第7章 色々な転機

(1)困ったアプローチ

 日曜の朝。朝食を食べ終えた沙織が外出の支度をしていると、ドアをノックする音に続いて友之が現れ、機嫌よく声をかけてきた。


「沙織、あと三十分位で出掛けるか」

「そうね。色々買いたい物があるし、付き合ってね」

「任せろ。女性の買い物に時間がかかるのは、母さんで散々経験済みだ」

「それは頼もしい……、あ、ちょっと待ってね。……あれ? 誰だっけ、この番号」

 着信音が鳴り響いた自分のスマホを取り上げ、表示された発信者番号を見て、沙織は首を傾げた。それを見た友之が無言で眉根を寄せる中、彼女は取り合えず応答してみた。


「はい、関本ですが?」

「吉村だけど。ひょっとしてまだ寝ていたか?」

「え? 吉村さん!?」

「…………」

 予想外の人物からの電話に、沙織は反射的に友之を見上げながら声を裏返らせ、対する友之は無言のまま眉間の皺を増やした。

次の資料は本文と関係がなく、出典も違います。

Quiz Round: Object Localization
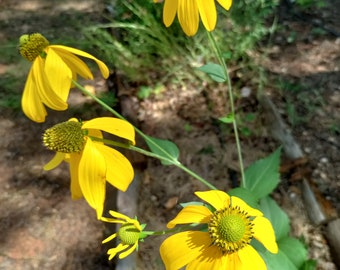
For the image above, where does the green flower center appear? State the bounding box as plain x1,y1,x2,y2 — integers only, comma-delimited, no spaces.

「あの、勿論起きていましたけど、どういう意味ですか?」

「インターフォンの調子が悪いのか? 部屋番号を押しても、全然反応が無かったから」

「部屋番号って……、え!? まさか今、マンションのエントランスにいるんですか!?」

 益々予想外の事態に沙織が本気で焦り始める中、上機嫌な声での話が続く。


「そうだが。天気も良いし、暇ならどこか一緒に出掛けないかと思って」

「そういう話は、できれば事前にして欲しいんですが!?」

「何か、朝起きたら思い立ってな。連絡なしに行ったら驚くだろうなと。緊急連絡先のこの番号は名簿にあったし」

「驚きましたよ! それ以上に非常識なので、止めて貰えませんか!?」

 どう見ても機嫌を悪くしている友之の様子を気にしながら、沙織が狼狽しながら相手を叱り付けたが、吉村はマイペースに話を進めた。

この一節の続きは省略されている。